Portrait in Burnt Orange and Bitter Almonds
Perhaps to escape violence or war, to escape
living in one tiny room … On a ship from Spain,
on a ship from Hong Kong, on a ship from India,
my great grandparents left the countries of their birth
to travel for opportunity, for safety, for love.
Yes, for love, because members of my family have
a penchant for marrying people their parents deem
“inappropriate”: a Chinese cook marrying an Indian
maidservant, an indentured Spaniard marrying
a Puerto Rican Taino woman, and so on. Even the two
of us, two men marrying each other. Sitting on a terrace
overlooking Lake Como, we were nothing more
than minor nobility, something only my English
great grandparents understood. On my father’s side,
regardless of origin, poverty. You sipped grappa,
and I chose to sip amaretto, the warm orange liquid
made from the almond but better for the digestive tract
than the other potion brewed from almonds. I called it
my poison, despite the fact I knew full well it was not
cyanide. All of my paternal ancestors would have worked
on this estate as servants, as gardeners, as handymen.

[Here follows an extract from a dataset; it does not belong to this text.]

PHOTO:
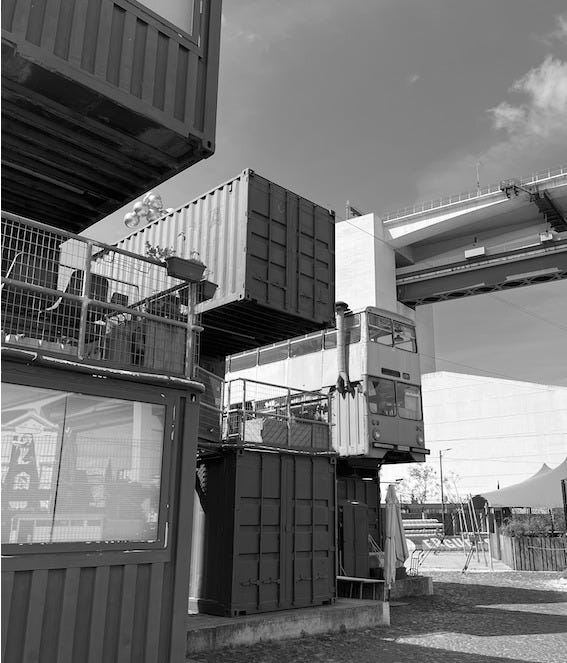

Love makes people mad, my love. It asks of a man
or woman to leave one’s family, one’s country,
all for the sake of the beloved. For centuries, immigrant
has been a dirty word, but I am an immigrant, the result of
four generations of immigrants. I watch the horizon, the sun
setting, in much the way my ancestors did, with a foolish sense
of hope and an irreconcilable sadness, with the knowledge
a sunset is a sunset in any land, regardless of where you call home.